An election was held on Thursday 1 May 2008 to elect members of the Isle of Anglesey County Council in Wales. This was the same day as other United Kingdom local elections. The previous full council election was on 10 June 2004 and the next full council election was held on 2 May 2013.

==Election result==
Forty county councillors were elected from forty electoral wards (by the 2013 election this had been reduced to 30 councillors and eleven electoral divisions). Seven seats had no election because there were no opposing candidates (this was a reduction in comparison with 2004, when 14 seats were uncontested).

Following the election a group of Independent councillors, known as the Original Independents and led by Cllr Phil Fowlie, formed a coalition with Plaid Cymru to control the council.
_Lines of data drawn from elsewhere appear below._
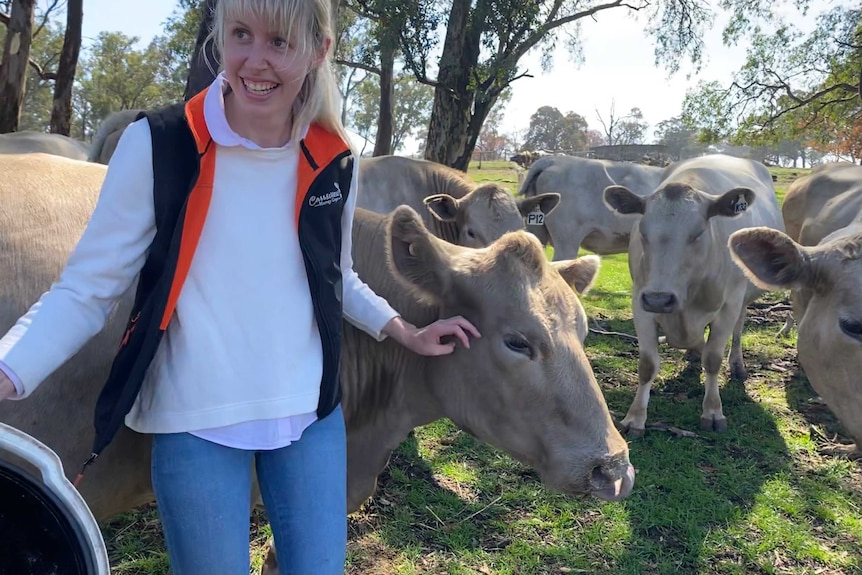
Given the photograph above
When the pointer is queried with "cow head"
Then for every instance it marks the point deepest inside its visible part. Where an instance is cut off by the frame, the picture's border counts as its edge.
(525, 386)
(485, 214)
(827, 287)
(672, 241)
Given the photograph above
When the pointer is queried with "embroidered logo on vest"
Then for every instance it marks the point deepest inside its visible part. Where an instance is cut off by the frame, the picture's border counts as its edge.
(326, 199)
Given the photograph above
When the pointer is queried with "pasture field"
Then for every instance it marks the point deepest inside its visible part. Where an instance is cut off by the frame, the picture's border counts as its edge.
(758, 499)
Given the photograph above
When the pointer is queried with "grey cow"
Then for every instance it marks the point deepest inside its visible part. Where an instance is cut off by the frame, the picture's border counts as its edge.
(684, 279)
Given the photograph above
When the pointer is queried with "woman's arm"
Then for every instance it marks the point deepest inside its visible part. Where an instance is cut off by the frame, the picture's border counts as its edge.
(101, 268)
(371, 313)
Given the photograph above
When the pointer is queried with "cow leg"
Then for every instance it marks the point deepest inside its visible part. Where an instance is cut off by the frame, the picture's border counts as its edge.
(737, 365)
(712, 418)
(634, 424)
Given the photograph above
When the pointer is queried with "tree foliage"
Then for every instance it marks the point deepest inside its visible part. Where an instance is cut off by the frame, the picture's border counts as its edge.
(552, 131)
(679, 138)
(485, 40)
(411, 111)
(622, 130)
(793, 86)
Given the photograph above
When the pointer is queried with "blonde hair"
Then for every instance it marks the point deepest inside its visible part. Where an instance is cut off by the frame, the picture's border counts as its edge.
(310, 21)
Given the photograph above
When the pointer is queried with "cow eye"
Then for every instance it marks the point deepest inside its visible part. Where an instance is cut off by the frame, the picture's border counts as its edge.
(851, 328)
(519, 344)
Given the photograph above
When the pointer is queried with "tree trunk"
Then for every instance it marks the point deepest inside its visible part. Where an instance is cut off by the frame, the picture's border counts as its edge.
(453, 100)
(383, 142)
(13, 66)
(474, 129)
(61, 111)
(205, 59)
(333, 13)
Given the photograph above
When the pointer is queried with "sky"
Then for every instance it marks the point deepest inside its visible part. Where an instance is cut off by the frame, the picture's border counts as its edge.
(618, 65)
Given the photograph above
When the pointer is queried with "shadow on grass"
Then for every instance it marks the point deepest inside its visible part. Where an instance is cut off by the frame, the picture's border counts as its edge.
(688, 488)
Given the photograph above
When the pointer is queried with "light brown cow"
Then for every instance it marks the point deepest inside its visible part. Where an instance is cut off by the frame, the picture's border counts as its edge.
(826, 200)
(453, 206)
(108, 135)
(26, 142)
(683, 277)
(823, 268)
(525, 386)
(582, 219)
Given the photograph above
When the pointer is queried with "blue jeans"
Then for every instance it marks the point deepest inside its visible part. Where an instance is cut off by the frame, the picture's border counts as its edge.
(203, 493)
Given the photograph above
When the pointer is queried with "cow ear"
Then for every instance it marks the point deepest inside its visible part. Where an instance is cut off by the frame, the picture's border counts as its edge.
(769, 258)
(418, 259)
(442, 206)
(731, 203)
(579, 273)
(544, 202)
(621, 200)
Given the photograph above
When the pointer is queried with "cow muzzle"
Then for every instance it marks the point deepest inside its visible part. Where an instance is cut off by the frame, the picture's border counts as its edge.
(612, 481)
(659, 302)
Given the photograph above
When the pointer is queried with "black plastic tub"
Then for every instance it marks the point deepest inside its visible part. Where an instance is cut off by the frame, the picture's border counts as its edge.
(45, 526)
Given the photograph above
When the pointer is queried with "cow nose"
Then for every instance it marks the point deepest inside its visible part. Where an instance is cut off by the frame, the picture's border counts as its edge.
(659, 302)
(612, 481)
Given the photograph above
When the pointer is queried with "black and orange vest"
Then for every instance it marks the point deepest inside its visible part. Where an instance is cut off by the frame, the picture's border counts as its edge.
(184, 158)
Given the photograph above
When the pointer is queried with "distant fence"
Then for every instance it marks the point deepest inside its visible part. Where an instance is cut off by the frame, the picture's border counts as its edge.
(630, 152)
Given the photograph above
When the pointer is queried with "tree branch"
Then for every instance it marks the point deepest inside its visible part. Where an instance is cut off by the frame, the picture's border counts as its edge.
(45, 17)
(359, 65)
(47, 76)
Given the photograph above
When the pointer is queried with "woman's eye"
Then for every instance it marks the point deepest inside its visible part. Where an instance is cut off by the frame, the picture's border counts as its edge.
(851, 328)
(519, 344)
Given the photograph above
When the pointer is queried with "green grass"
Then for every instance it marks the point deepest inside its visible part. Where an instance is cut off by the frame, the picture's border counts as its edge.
(758, 499)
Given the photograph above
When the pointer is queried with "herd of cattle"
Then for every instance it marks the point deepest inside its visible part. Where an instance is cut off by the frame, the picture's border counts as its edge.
(705, 237)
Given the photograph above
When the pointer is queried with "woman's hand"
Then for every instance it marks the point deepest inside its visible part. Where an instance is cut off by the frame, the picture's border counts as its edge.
(7, 388)
(426, 340)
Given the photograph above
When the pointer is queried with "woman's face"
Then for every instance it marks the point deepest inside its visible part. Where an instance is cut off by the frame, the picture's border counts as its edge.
(264, 69)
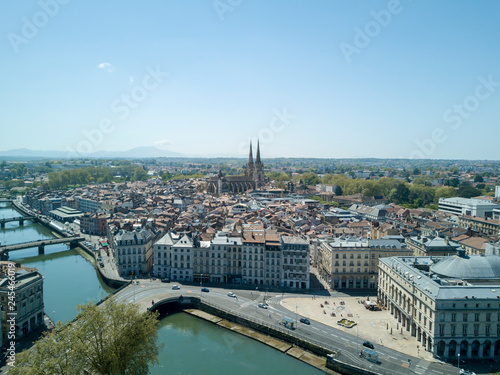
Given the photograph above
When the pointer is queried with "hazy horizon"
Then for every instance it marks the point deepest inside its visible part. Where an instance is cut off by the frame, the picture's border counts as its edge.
(323, 79)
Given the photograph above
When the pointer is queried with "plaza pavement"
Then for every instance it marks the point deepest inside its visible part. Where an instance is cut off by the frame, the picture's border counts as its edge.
(373, 326)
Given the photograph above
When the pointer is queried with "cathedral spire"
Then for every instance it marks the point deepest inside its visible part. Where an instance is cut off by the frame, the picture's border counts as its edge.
(257, 159)
(250, 156)
(250, 166)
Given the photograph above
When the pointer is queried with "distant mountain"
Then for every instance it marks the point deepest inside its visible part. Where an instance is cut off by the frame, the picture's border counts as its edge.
(138, 152)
Cllr Fowlie resigned from the council (and his Rhosneigr ward) in 2009 after the council continued to be embroiled in controversy.

Isle of Anglesey Council Election 2008
| Party |  | Seats | Gains | Losses | Net gain/loss | Seats % | Votes % | Votes | +/− |
|---|---|---|---|---|---|---|---|---|---|
|  | Independent | 23 |  |  | -5 | 57.5 |  |  |  |
|  | Plaid Cymru | 8 |  |  | -1 | 20.0 |  |  |  |
|  | Labour | 5 |  |  | +4 | 12.5 |  |  |  |
|  | Conservative | 2 |  |  | +1 | 5.0 |  |  |  |
|  | Liberal Democrats | 2 |  |  | +1 | 5.0 |  |  |  |

==By-elections prior to 2013 elections==
A by-election was held in the Rhosneigr ward in November 2010, following the resignation of Independent councillor (and former council leader) Phil Fowlie in September 2010. The seat was won by independent candidate, Richard Dew, by 261 votes.